Data were derived from the Lupus Outcomes Study (LOS) annual surveys and include items from the Consumer Assessment of Health Plans and Interpersonal Processes of Care Scale measuring dimensions of health care interactions. We used ordinary least squares regression to model the change in disease damage over a 2-year period, 2013-2015, as a function of ratings of multiple dimensions of interactions with providers and health plans, with and without adjustment for demographic characteristics, socioeconomic status, and SLE and overall health status, and logistic regression to estimate the effect of the same matrix of variables on the probability of experiencing a minimum clinically important increase in damage.

Results

There were 566 LOS respondents who were followed from 2013-2015 and who rated their providers and health plans in 2013. After adjustment, persons with SLE rating their providers poorly in patient-provider communication experienced a significantly greater accrual of disease damage (odds ratio [OR] 0.23 [95% confidence interval (95% CI) 0.09-0.38]) and were more likely to experience a minimum clinically important increase in damage (OR 2.35 [95% CI 1.25-4.39]).
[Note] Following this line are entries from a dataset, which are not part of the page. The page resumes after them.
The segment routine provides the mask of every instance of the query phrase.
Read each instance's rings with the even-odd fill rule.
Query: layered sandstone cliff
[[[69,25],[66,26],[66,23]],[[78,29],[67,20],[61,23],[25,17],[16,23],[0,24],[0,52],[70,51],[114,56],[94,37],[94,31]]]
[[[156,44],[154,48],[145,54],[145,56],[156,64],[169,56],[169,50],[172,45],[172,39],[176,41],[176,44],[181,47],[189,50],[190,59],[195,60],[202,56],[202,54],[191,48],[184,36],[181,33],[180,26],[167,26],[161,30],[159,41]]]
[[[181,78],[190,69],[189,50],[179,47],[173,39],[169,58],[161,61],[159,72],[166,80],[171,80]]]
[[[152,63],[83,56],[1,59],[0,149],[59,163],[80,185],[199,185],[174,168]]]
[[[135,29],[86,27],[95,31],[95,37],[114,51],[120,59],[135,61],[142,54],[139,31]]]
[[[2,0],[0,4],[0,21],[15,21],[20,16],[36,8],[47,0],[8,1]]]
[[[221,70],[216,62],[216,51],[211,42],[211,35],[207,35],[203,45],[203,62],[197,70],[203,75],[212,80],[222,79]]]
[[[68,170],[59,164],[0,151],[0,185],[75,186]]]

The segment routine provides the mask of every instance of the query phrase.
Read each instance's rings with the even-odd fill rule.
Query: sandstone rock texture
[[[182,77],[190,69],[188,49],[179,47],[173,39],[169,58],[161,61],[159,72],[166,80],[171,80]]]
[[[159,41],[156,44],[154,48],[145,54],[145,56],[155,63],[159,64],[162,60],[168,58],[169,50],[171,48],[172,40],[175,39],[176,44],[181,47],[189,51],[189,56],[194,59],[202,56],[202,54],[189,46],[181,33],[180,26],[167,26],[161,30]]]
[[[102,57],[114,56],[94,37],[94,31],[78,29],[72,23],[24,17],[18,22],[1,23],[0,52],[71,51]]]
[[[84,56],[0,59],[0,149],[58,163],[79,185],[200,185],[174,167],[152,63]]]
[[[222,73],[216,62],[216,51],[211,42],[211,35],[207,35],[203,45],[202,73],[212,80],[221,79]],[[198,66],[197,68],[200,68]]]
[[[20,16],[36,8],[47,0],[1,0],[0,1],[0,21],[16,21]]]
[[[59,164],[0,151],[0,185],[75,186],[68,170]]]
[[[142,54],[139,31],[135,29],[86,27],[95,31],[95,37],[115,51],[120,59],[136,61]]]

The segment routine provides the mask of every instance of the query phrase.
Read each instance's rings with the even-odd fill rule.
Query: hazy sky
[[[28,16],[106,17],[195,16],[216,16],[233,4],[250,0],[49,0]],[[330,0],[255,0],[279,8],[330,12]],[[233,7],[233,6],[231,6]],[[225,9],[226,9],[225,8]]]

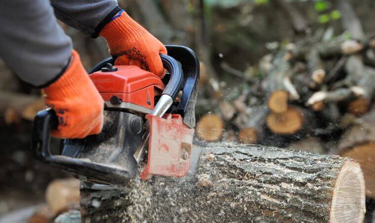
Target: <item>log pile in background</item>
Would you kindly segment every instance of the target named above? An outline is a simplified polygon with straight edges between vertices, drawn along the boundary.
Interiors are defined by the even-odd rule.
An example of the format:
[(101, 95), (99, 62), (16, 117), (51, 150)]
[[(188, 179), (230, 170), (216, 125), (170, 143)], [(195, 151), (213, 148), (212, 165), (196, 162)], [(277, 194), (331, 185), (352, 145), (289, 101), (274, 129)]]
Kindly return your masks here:
[[(360, 25), (354, 23), (348, 26)], [(222, 64), (248, 87), (237, 89), (234, 97), (206, 99), (201, 107), (198, 101), (196, 134), (210, 142), (233, 140), (357, 159), (366, 195), (375, 198), (375, 38), (352, 35), (354, 39), (347, 32), (327, 36), (328, 32), (280, 44), (249, 69), (251, 78), (247, 71)]]

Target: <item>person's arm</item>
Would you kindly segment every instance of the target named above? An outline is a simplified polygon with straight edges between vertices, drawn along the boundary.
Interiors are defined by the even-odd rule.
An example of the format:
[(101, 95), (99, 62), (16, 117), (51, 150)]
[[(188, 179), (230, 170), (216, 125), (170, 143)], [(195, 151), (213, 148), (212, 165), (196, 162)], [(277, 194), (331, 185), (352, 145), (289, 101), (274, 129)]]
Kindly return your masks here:
[(64, 73), (72, 41), (48, 1), (0, 1), (0, 57), (22, 80), (43, 87)]
[(58, 19), (93, 37), (120, 10), (116, 0), (51, 0), (51, 3)]
[(103, 127), (104, 101), (45, 0), (0, 1), (0, 57), (43, 88), (58, 117), (53, 136), (83, 138)]

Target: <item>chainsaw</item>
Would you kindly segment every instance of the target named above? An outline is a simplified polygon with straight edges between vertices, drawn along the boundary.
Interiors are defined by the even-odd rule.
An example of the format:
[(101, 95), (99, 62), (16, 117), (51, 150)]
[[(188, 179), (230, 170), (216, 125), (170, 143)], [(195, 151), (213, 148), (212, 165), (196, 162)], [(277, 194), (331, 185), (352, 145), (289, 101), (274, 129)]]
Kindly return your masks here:
[(191, 161), (199, 64), (190, 49), (166, 47), (168, 55), (160, 57), (168, 72), (162, 80), (136, 66), (113, 65), (114, 57), (89, 72), (105, 101), (100, 134), (62, 139), (54, 150), (58, 153), (53, 153), (50, 131), (57, 116), (50, 108), (38, 112), (32, 136), (34, 157), (90, 184), (124, 185), (144, 159), (142, 179), (185, 176)]

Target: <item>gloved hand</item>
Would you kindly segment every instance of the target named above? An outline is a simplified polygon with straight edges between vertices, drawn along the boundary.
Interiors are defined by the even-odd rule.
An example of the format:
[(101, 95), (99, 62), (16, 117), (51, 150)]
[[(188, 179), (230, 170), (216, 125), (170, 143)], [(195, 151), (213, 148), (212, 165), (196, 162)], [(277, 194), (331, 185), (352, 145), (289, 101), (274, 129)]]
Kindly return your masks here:
[(44, 90), (46, 104), (58, 117), (53, 136), (84, 138), (102, 130), (104, 102), (75, 50), (65, 72)]
[(115, 64), (136, 65), (162, 78), (164, 69), (159, 54), (167, 54), (164, 45), (121, 10), (99, 35), (108, 43), (110, 53), (119, 56)]

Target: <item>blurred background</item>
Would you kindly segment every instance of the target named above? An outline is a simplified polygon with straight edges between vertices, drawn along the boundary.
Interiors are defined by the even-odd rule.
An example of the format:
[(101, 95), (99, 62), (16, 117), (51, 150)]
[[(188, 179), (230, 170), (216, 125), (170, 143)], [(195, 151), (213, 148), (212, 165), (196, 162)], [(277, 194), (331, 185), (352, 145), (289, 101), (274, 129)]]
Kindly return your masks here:
[[(198, 55), (201, 72), (197, 134), (201, 139), (357, 159), (366, 181), (366, 221), (372, 222), (375, 129), (362, 125), (375, 120), (375, 1), (118, 3), (163, 43), (186, 45)], [(109, 57), (104, 39), (61, 26), (86, 69)], [(366, 77), (350, 69), (350, 64), (358, 63)], [(267, 103), (276, 91), (287, 93), (277, 96), (282, 102), (286, 97), (286, 104)], [(326, 102), (312, 98), (322, 92), (330, 93)], [(68, 176), (31, 156), (32, 122), (43, 106), (40, 91), (21, 82), (0, 61), (0, 217), (45, 203), (51, 181)], [(355, 137), (359, 134), (363, 137)]]

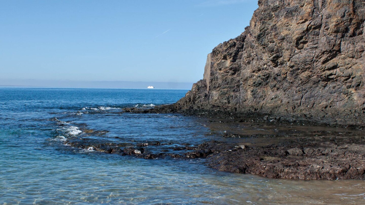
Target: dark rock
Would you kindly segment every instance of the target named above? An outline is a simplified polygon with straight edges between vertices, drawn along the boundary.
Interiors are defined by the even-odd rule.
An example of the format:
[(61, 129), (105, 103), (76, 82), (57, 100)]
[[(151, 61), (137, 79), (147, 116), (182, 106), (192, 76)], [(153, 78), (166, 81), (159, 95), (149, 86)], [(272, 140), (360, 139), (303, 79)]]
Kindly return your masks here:
[(365, 1), (258, 5), (244, 32), (208, 55), (203, 80), (155, 111), (365, 125)]

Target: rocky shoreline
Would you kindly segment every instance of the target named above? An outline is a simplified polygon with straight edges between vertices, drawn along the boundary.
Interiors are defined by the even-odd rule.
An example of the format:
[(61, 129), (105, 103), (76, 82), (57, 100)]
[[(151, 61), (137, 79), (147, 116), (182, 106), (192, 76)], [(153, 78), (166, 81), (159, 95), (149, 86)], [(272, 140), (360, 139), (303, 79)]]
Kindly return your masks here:
[[(148, 113), (161, 111), (161, 109), (127, 108), (123, 112)], [(189, 143), (191, 142), (175, 144), (142, 141), (118, 143), (106, 140), (101, 141), (90, 137), (102, 135), (107, 132), (84, 128), (84, 135), (81, 138), (69, 138), (64, 143), (86, 150), (146, 159), (204, 158), (207, 165), (220, 171), (272, 178), (365, 179), (365, 139), (363, 135), (361, 136), (362, 131), (357, 130), (360, 134), (314, 130), (306, 131), (303, 129), (298, 131), (291, 127), (292, 124), (279, 123), (277, 120), (269, 120), (271, 123), (269, 123), (262, 122), (267, 119), (260, 122), (247, 120), (249, 122), (238, 123), (242, 119), (237, 120), (231, 117), (225, 119), (225, 121), (221, 117), (223, 116), (216, 116), (219, 121), (206, 116), (200, 119), (207, 124), (212, 122), (223, 124), (246, 123), (258, 127), (266, 126), (270, 130), (277, 130), (279, 127), (292, 128), (288, 131), (282, 128), (282, 130), (275, 134), (246, 134), (231, 132), (222, 134), (220, 137), (227, 140), (225, 142), (212, 140), (195, 145)], [(306, 125), (307, 127), (312, 126)], [(243, 141), (246, 142), (255, 139), (260, 143), (233, 140), (238, 138), (240, 140), (246, 140)], [(263, 143), (265, 142), (274, 143)]]

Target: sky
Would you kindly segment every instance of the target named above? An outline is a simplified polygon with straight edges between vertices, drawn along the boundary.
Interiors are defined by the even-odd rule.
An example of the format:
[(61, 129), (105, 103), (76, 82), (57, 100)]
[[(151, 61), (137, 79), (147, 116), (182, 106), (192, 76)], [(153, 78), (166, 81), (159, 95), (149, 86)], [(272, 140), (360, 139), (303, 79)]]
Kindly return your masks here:
[(243, 32), (257, 7), (257, 0), (0, 0), (0, 85), (192, 84), (208, 54)]

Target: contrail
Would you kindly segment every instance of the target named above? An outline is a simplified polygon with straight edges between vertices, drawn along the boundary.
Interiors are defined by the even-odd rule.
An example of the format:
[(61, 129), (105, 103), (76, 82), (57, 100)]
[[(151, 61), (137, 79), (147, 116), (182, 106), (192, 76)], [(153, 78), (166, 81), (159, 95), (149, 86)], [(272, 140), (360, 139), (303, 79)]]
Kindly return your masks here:
[(157, 38), (158, 37), (158, 36), (160, 36), (160, 35), (162, 35), (163, 34), (164, 34), (164, 33), (166, 33), (166, 32), (167, 32), (168, 31), (170, 31), (170, 30), (171, 30), (171, 29), (169, 29), (169, 30), (168, 30), (167, 31), (165, 31), (165, 32), (164, 32), (163, 33), (162, 33), (161, 34), (160, 34), (160, 35), (157, 35), (156, 36), (156, 37), (155, 37), (155, 38)]

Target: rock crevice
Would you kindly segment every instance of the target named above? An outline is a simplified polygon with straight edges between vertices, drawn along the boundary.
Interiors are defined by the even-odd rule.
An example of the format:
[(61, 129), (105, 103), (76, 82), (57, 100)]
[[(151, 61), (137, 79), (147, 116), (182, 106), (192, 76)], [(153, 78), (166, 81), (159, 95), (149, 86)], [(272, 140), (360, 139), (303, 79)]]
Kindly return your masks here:
[(175, 104), (365, 124), (365, 1), (260, 0)]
After adjustment, those rating their health plan poorly on care coordination experienced a significantly greater accrual of disease damage (OR 0.19 [95% CI 0.03-0.35]) and were more likely to experience a minimum clinically important increase in damage (OR 2.20 [95% CI 1.12-4.34]).

Conclusion

Poor patient-provider communication and care coordination may result in increased disease damage.